Ridge Structure associated with the Near-Side Jet in the (Delta phi)-(Delta eta) Correlation

TL;DR

This paper explains the ridge structure in near-side jet correlations in heavy-ion collisions using the momentum kick model, suggesting it can probe the parton momentum distribution and temperature at the collision moment.

Contribution

It introduces the momentum kick model as a mechanism for the ridge structure, linking it to medium partons and their properties during jet-parton collisions.

Findings

Ridge structure can be explained by medium partons receiving a momentum kick.

Parton temperature at collision is slightly higher than at the end of the collision.

Rapidity width of partons is substantially greater at the collision moment.

Abstract

In the (Delta phi)-(Delta eta) correlation associated with a near-side jet observed by the STAR Collaboration in heavy-ion collisions at RHIC [Ref. 1-6], the ridge structure can be explained by the momentum kick model in which the ridge particles are identified as medium partons which suffer a collision with the jet and acquire a momentum kick along the jet direction.

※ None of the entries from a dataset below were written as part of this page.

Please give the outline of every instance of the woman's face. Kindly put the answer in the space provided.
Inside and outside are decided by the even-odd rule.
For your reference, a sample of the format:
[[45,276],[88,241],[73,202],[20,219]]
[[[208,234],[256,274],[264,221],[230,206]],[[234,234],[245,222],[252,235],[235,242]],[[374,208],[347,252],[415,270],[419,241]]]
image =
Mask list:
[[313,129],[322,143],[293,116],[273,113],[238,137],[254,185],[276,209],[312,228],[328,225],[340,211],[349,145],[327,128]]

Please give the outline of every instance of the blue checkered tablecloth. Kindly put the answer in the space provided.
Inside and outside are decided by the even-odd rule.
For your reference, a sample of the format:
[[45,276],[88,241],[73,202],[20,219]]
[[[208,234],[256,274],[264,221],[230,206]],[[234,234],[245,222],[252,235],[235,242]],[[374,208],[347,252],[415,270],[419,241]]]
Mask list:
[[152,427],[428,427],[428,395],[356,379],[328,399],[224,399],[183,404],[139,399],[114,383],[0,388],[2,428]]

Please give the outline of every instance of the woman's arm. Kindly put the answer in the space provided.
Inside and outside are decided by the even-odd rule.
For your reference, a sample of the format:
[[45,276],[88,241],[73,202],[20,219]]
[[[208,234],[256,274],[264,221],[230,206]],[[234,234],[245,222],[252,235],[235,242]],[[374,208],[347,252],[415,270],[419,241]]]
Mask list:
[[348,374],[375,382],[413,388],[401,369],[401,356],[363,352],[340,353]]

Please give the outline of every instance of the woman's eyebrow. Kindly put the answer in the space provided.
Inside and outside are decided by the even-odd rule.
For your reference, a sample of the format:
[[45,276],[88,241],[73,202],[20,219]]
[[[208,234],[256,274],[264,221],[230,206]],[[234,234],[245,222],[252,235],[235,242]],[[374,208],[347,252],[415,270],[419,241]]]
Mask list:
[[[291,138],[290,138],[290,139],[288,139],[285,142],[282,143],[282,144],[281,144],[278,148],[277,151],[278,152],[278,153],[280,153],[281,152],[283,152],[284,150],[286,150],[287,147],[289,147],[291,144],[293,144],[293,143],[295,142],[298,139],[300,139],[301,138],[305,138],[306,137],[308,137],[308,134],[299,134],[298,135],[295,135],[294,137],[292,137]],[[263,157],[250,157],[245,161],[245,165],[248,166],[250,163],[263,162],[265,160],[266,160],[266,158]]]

If this is indeed the correct mechanism, the ridge structure associated with the near-side jet may be used to probe the parton momentum distribution at the moment of the jet-parton collision, leading to the result that at that instant the parton temperature is slightly higher and the rapidity width substantially greater than corresponding quantities of their evolution product inclusive particles at the end point of the nucleus-nucleus collision.